Newsgroup: sci.bio.conservation
Date: Wed, 06 Dec 1995

I wish to initiate a discussion on the broad issue of political interference in fisheries resource management. A string of fiascos involving the Canadian Department of Fisheries and Oceans is the impetus for this posting, but the problem is certainly not restricted to Canada. If I understand the news reports properly, the Australian media have recently featured an acrimonious debate about the role of some governmental agencies in mismanaging natural resources and stifling debate about their failings. The activities of the Republican Right in the US are international news.

The recent Canadian situation has been succinctly summarised in a New Scientist article by Deborah MacKenzie (The cod that disappeared, September 16, 1995). MacKenzie draws on the opinions of eminent fisheries scientists such as Sidney Holt and Daniel Pauly in her critique, but her analysis fails to include the pattern of politically motivated suppression of science that has plagued DFO. In light of the obvious problems exposed by the cod collapse, corruption such as the Kemano River diversion and catastrophes such as the Pacific salmon stock collapse should have rung alarm bells, but the pattern continues.

The most recent example is the perverse campaign by the government of Canada to have seals declared a "conservation problem". Why the Department of Fisheries and Oceans would choose to go beyond a finding that harp seals can be sustainably exploited is a question that anyone with an interest in conservation should be asking. Every result produced by DFO scientists who have actually looked for evidence of an impact on stock recruitment has shown absolutely none. In a recent paper in Science, DFO biologists found no evidence. At a recent North Atlantic Fisheries Organisation meeting, DFO folks presented an abstract which specifically addressed the issue of seals and stock recruitment and reported no evidence of an impact.

Whatever the reason, DFO has chosen to ignore the findings of these biologists and has pursued a campaign that is an insult to those who are legitimately concerned with conservation and to many of their own staff.

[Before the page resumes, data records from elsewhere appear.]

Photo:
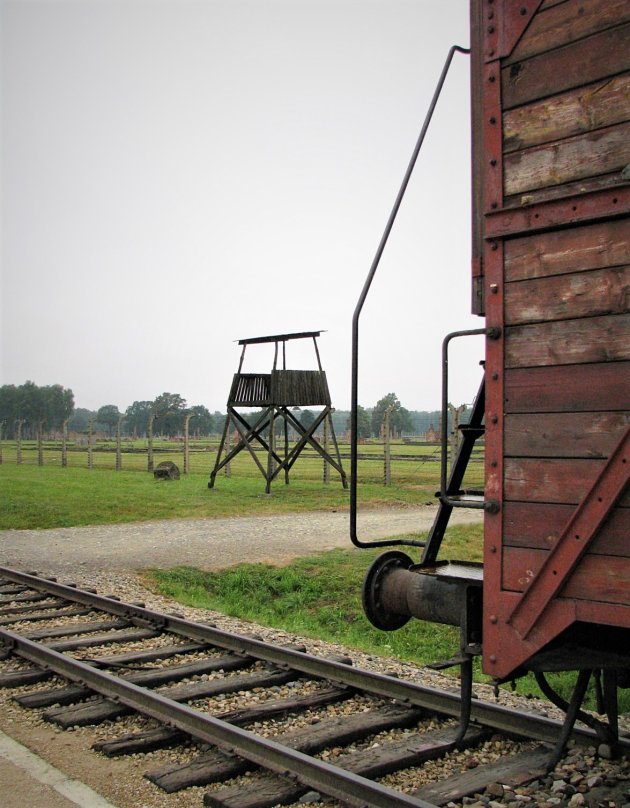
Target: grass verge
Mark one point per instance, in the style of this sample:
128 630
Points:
39 497
319 596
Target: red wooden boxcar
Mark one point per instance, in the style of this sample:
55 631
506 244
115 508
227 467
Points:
551 89
551 275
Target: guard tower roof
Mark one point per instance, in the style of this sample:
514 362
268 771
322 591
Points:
279 337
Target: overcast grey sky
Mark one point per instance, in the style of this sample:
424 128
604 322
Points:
179 174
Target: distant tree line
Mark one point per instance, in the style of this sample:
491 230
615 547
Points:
28 407
49 407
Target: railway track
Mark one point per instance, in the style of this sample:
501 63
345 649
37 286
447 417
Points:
292 722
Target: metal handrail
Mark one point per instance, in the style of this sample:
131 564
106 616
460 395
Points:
357 313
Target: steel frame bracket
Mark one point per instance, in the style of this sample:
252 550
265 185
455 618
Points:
503 30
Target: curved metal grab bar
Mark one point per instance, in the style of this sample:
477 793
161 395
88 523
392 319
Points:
357 313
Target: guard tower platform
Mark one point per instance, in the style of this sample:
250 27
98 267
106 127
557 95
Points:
278 393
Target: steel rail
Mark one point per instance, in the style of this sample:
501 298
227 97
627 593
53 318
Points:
496 716
231 739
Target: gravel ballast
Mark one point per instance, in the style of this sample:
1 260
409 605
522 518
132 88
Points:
108 558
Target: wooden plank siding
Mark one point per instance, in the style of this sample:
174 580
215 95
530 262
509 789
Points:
604 151
597 387
601 578
585 109
594 246
583 294
558 378
555 26
537 525
562 480
565 434
575 65
568 342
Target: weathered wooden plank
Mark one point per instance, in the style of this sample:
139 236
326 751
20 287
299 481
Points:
560 25
73 693
605 579
545 480
566 297
583 187
214 766
568 342
577 249
603 151
267 791
34 607
71 611
26 676
568 388
536 525
584 109
110 638
515 770
583 62
75 628
163 736
148 654
98 710
563 434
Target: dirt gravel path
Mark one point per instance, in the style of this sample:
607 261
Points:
205 543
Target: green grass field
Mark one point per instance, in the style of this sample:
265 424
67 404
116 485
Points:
48 496
317 596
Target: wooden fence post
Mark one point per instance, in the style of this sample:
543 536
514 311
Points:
387 449
228 447
150 442
186 446
64 444
40 443
18 441
326 466
90 454
118 444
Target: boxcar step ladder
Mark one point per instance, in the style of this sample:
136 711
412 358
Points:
451 494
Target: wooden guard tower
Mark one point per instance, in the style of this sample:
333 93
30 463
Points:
276 393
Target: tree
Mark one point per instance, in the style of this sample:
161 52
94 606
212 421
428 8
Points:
49 406
80 418
202 422
306 418
168 409
108 415
399 419
364 424
137 418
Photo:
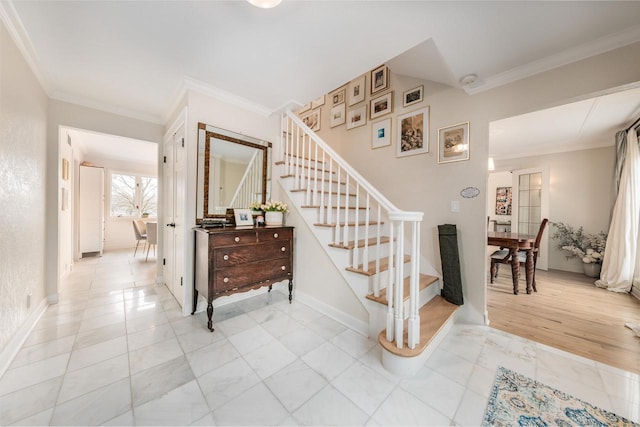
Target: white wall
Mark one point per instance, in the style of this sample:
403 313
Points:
580 193
433 186
23 117
75 116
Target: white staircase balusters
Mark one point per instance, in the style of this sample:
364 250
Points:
343 190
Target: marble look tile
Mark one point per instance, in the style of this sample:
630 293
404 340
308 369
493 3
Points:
180 406
154 354
403 409
328 360
97 353
81 381
150 336
435 390
295 384
212 356
98 335
29 401
37 352
269 358
250 339
451 366
302 341
226 382
364 387
33 373
39 419
329 407
353 343
265 409
96 407
158 380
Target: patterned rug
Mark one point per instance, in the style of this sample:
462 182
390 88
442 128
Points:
520 401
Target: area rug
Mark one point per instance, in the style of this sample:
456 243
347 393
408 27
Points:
520 401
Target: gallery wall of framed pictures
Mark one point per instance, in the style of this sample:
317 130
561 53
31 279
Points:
398 117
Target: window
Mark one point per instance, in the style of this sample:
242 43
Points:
133 195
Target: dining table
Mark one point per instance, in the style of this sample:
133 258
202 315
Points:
516 242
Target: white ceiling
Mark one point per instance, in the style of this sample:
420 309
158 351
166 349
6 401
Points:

In support of their position, they have used a population model of harp seal abundance that is close to outrageous. The population survey is methodologically biased toward producing a higher result in the recent year; an inappropriate statistical test is employed, apparently because the appropriate test would find no significant difference in population between 1990 and 1994; and DFO PR indicates that there has been a stepwise annual increase in population over the years, when they have no data to show such a finding. Models for grey seals are structured around the assumption of an effect on recruitment and are then used as evidence of such an effect.

This has culminated in a release from DFO (posted on their WWW site last Friday) in which they make the definitive and utterly false statement that harp seals are limiting groundfish stock recruitment. DFO scientists who have made public statements contradicting this absurd claim are rumoured to have been officially reprimanded.

The motivation for this is apparently a desire to justify a subsidy for seal meat. Although the harp seal herds can be shown to be able to sustain a hunt, there is a very limited market for anything but the males' genitalia and the federal Canadian government and the government of Newfoundland are therefore paying subsidies on seal meat. Debating the legitimacy of this decision would not normally fall within the mandate of fisheries biologists. However, the government's subversion of science in an effort to justify their actions is disturbing in light of the role political meddling played in the destruction of the northern cod, and a response from the scientific community is amply justified.

Seals make for nasty politics in Canada, and the feds are apparently counting on polarisation around the political subtext that any discussion of sealing carries to divert criticism from the larger issues. However, a disaster of the magnitude of Canada's mismanagement of its fisheries resources must not be permitted to pass without an effort to remove political meddling from the equation. If politicians wish to ignore the science presented to them, they must be made to do so explicitly, and only after all of the science (not just the bits that fit the political agenda) has been presented in its own right.

I believe that the only way to ensure that this sort of thing ends is to put the science at arms length to the politics of management. Resource management professionals must be given the same protection from interference that the courts and police enjoy in western democracies. Research that takes place in an environment of censorship and misrepresentation does not deserve to be called science and politicians (at least in Canada) have shown themselves unfit to participate directly in scientific enterprises.